デンマークでは、義務教育を卒業した後の学校が5~6種類あります。大学進学を前提に大学入学に必要な単位を取るための高校(ギムナジウム)から、専門的な職業学校まで分かれています。つまり高校入学時点で、「自分がこれからどう生きていきたいか」考えさせる環境、自分で選択しないといけないという状況があります。
生徒がエフタスコーレを選択する理由は様々ですが、義務教育後の進路を決める前に「将来何をしたいか」「自分は本当は何が好きなんだろうか」「私はどういう大人になりたいのか」など、「自分」についてじっくり考えたいと来る生徒は多いです。子供でも大人でもないこの時期に、この「自分自身」としっかり向き合うことをエフタスコーレは大切にしています。

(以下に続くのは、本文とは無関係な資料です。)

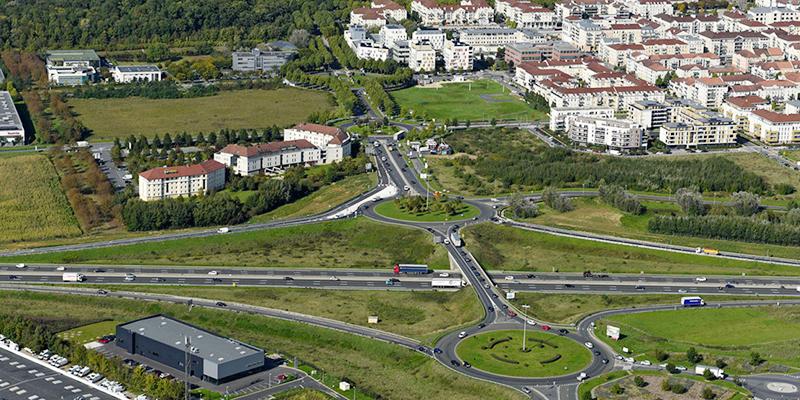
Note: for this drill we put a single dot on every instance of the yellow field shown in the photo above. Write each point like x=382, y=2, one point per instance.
x=32, y=205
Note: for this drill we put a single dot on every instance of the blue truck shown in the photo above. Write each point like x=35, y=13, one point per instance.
x=693, y=301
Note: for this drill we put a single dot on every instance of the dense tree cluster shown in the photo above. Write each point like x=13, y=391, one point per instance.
x=111, y=24
x=616, y=196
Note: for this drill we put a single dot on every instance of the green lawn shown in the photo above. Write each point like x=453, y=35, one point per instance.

自分は社会の中で生きている、その意味・大切さを体感する場所
デンマーク語に "fællesskab" という単語があります。英語ではtogetherness、communityとも訳されますが、人とのつながりやみんなの中で自分も生きているという感覚を指します。「他の人と助け合いながら一緒に暮らしていることは素晴らしいことだ」と思う体験は、みんなで高い税金を納めて助け合って社会を作っているというデンマークを反映していると思います。さらに、作り上げてきた福祉システムを維持するために、税金を納める良き国民を育てる意味も持っているのではないでしょうか。

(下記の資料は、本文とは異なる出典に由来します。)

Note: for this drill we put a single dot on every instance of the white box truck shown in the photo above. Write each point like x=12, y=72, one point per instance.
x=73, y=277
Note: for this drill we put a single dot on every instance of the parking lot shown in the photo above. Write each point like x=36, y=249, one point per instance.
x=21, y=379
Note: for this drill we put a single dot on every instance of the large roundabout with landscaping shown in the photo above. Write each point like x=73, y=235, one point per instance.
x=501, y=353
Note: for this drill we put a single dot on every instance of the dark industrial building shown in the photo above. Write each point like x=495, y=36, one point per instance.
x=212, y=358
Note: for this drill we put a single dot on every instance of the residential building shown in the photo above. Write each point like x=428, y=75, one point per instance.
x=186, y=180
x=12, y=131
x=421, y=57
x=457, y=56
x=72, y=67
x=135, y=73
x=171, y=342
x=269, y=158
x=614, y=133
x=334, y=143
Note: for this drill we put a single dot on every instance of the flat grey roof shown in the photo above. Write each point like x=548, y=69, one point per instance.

また、社会を俯瞰してみると、この "fællesskab" という感覚は合理化が進み、あらゆる社会の制度が整備されたデンマークの現代社会で、人間くささなど人間同士のつながりなどが逆に求められているという背景も感じます。この fællesskabを 肌で感じたいから、というのも生徒がエフタスコーレを選択する一番大きな理由の一つです。
エフタスコーレの施設を利用したイベントに参加した際に筆者撮影 |
―生徒はどんな風に暮らしているのですか?
基本的に授業は、国民学校で教えられている科目と同じで、国が定めたカリキュラムに沿っています。寄宿制なので、定められた科目の授業以外にたくさんの時間があり、その時間は、それぞれの学校が決める特色のある授業やアクティビティに当てられます。エフタスコーレはデンマークに300校ほどありますが、ひとつとして同じエフタスコーレはありません。音楽やスポーツ、アートなどそれぞれ力を入れていることがあって、それぞれの学校でその特色が強いアクテビティや行事が多く用意されています。生徒は自分の興味や関心がある分野のエフタスコーレを選択するので、趣味の合う仲間とも出会いやすいです。
私の学校は、科目教育にもフォーカスしているので、数学ではレベル分けをしたりもしています。それでも、自分にとって、自分にあったレベルの授業を受けることが重要ということも生徒たちは十分理解しています。だから、クラスの上下で競争心や劣等感を持つことはあまりないです。
ー日本と比べて全体としてデンマークの学校にはどんな特徴があるのでしょうか?
デンマークでは、科目内での単元ごとに生徒が達成しておきたい共通目標が3年ずつ(日本だと小学校1〜3年生、4〜6年生、中学生の区切り)で決まっているだけなので、先生の自由度が高いです。日本のように指定教科書があったりする訳でもないので、先生たちが独自に課題をつくったり、その学校の科目の先生たちで相談して楽しい教材などをつくっていますね。―先生を信頼しているとも言えますね。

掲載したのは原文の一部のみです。